R/LASSO2_XGBtraining.R
In csmpv: Biomarker Confirmation, Selection, Modelling, Prediction, and Validation

Documented in LASSO2_XGBtraining

#' Variable Selection with LASSO2 and Modeling with XGBoost
#' 
#' @description This function performs a two-step process: variable selection using LASSO2 and building a predictive model using XGBoost. 
#' @details
#' The first part of LASSO2_XGBtraining involves variable selection with LASSO2, typically based on the mean lambda.1se from 10 iterations of n-fold 
#' cross-validation-based LASSO regression. In each iteration, a lambda.1se refers to the largest value of lambda such that the error is within
#' 1 standard error of the minimum. However, if only one or no variable is selected, the cross-validation results are ignored, 
#' and a minimum of two remaining variables is ensured through full-data lambda simulations.
#' 
#' The second part of LASSO2_XGBtraining involves ignoring the shrunk LASSO coefficients and building an XGBoost model.
#' It is suitable for three types of outcomes: continuous, binary, and time-to-event.
#' 
#' @param data A data matrix or data frame containing samples in rows and features/traits in columns.
#' @param standardization A logical value indicating if standardization is needed before variable selection. Default is FALSE.
#' @param columnWise A logical value indicating if column-wise or row-wise normalization is needed for standardization. Default is TRUE. 
#' This parameter is only meaningful when standardization is TRUE.

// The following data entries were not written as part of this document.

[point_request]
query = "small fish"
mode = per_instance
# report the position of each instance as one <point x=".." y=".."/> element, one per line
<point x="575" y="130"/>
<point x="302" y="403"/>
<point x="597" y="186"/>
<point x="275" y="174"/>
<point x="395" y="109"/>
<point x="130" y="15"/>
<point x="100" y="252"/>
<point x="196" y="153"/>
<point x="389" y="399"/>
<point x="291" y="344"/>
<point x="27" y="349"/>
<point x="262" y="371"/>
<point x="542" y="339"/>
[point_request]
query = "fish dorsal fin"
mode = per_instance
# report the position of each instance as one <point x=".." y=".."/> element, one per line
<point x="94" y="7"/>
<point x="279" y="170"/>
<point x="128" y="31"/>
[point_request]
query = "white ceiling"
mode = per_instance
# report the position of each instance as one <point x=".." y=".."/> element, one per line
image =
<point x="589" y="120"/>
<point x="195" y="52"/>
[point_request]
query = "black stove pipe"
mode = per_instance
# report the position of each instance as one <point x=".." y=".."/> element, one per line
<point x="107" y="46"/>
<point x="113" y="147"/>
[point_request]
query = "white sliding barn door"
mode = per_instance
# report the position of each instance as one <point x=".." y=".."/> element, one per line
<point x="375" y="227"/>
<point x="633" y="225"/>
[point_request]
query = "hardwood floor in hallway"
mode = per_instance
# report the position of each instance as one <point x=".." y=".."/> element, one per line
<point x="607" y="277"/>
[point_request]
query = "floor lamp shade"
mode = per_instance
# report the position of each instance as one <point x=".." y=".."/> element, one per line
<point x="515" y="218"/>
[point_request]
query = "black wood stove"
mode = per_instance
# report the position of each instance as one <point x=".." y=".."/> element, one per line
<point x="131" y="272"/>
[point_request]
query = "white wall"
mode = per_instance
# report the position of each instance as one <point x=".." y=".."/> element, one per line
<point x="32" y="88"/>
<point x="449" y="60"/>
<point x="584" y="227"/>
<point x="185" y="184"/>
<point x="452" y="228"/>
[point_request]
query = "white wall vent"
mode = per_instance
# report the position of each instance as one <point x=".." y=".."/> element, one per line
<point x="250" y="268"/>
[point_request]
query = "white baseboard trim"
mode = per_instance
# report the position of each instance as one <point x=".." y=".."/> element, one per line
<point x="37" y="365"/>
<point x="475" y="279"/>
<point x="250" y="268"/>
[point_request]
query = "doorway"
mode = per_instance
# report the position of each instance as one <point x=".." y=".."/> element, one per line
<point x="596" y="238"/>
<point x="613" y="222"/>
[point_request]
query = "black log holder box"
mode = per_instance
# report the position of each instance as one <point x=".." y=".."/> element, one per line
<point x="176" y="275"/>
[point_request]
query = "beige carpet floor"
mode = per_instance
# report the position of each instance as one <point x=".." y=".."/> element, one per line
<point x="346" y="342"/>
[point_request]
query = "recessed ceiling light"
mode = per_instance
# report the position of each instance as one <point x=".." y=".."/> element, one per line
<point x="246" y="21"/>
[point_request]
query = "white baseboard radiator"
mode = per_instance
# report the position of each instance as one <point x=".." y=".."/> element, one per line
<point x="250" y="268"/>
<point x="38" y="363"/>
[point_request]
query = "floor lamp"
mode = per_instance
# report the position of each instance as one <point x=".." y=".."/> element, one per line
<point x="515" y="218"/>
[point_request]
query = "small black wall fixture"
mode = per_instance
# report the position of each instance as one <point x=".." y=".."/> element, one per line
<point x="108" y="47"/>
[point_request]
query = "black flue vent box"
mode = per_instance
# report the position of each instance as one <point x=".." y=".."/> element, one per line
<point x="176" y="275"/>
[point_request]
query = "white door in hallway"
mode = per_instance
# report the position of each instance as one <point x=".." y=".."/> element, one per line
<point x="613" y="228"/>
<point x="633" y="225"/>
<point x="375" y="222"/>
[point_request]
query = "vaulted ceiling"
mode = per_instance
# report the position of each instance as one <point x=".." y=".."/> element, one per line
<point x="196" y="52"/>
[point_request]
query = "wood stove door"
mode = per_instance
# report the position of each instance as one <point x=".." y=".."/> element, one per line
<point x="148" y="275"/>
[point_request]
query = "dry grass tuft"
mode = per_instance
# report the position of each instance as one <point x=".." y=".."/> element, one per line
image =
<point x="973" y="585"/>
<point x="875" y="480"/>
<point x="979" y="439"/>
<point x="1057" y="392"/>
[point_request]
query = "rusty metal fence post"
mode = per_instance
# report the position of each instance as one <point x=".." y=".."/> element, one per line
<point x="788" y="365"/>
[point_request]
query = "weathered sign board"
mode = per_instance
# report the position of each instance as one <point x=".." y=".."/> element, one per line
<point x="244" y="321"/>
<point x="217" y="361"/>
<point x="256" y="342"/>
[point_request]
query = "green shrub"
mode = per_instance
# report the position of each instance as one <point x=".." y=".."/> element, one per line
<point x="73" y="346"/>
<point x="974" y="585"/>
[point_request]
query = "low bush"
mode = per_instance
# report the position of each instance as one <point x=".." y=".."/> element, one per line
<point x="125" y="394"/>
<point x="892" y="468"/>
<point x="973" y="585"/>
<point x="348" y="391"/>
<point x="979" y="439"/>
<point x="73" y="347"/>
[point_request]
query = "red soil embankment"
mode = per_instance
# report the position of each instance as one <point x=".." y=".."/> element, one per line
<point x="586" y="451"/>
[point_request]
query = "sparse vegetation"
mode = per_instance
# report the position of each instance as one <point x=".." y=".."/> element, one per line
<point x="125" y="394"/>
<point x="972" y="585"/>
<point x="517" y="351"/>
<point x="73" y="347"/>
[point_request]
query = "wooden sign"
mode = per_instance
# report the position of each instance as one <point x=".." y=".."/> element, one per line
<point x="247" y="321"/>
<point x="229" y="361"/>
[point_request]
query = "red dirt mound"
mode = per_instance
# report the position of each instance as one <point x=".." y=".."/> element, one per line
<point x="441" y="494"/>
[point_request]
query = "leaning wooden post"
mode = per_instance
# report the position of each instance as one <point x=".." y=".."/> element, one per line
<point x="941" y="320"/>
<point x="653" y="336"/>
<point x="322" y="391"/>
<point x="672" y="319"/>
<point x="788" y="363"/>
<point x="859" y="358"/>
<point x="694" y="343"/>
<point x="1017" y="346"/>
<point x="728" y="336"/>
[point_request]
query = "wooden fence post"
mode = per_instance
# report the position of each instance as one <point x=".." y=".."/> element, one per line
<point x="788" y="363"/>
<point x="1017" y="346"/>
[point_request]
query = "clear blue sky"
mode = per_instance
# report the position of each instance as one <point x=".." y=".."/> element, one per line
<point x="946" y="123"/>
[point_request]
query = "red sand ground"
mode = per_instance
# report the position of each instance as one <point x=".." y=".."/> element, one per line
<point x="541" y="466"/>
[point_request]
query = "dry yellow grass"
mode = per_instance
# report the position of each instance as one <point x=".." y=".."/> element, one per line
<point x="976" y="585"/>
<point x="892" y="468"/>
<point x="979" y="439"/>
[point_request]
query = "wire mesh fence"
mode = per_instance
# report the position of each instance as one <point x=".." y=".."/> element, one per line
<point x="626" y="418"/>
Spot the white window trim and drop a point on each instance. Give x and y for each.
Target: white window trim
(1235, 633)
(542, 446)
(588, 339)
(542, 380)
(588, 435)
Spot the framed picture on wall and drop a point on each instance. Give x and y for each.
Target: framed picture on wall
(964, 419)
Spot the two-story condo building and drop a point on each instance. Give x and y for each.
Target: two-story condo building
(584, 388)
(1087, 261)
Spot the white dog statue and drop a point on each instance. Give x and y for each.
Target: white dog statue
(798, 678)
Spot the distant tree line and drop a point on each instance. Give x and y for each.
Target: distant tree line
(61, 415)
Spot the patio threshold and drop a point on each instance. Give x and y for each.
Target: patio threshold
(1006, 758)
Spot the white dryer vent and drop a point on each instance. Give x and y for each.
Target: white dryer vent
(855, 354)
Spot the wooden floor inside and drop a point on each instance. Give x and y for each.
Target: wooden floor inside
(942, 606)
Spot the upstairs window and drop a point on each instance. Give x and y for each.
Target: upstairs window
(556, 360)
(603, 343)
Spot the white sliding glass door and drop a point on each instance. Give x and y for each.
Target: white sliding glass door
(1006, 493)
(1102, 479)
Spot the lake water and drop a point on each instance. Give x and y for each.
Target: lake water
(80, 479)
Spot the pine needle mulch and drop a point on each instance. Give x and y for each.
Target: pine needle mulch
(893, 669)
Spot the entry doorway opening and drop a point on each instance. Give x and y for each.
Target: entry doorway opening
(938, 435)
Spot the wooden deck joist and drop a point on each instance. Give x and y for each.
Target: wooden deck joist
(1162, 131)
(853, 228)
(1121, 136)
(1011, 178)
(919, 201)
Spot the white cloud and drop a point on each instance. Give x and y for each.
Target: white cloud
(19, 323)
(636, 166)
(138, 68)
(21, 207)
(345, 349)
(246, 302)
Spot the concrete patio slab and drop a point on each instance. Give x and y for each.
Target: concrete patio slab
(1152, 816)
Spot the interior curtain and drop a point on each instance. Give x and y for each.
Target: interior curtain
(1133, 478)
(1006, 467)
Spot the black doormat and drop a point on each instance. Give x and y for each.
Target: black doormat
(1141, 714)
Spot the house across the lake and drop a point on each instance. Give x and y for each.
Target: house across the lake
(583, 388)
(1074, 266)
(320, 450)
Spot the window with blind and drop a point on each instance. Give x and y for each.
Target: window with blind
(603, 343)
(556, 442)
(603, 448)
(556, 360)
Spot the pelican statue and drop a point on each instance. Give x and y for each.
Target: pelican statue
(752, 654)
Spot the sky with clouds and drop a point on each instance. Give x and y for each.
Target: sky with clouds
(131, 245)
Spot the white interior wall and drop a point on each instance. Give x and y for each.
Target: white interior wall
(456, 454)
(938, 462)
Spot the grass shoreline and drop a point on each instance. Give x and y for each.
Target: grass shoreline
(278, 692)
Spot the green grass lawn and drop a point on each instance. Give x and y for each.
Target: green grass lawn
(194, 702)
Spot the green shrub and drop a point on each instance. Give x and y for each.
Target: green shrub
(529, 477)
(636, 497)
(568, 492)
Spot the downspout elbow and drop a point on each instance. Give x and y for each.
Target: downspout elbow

#' @param biomks A vector of potential biomarkers for variable selection. These should be a subset of the column names in the data parameter.
#' @param outcomeType The type of the outcome variable: "binary" (default), "continuous", or "time-to-event".
#' @param Y The name of the outcome variable when the outcome type is either "binary" or "continuous".
#' @param time The name of the time variable when the outcome type is "time-to-event".
#' @param event The name of the event variable when the outcome type is "time-to-event".
#' @param nfolds The number of folds for cross-validation. The default is 10.
#' @param nrounds The maximum number of boosting iterations for the XGBoost model.
#' @param nthread The number of parallel threads used for running XGBoost.
#' @param gamma The minimum loss reduction required to make a further partition on a leaf node of the tree.
#' @param max_depth The maximum depth of a tree in the XGBoost model.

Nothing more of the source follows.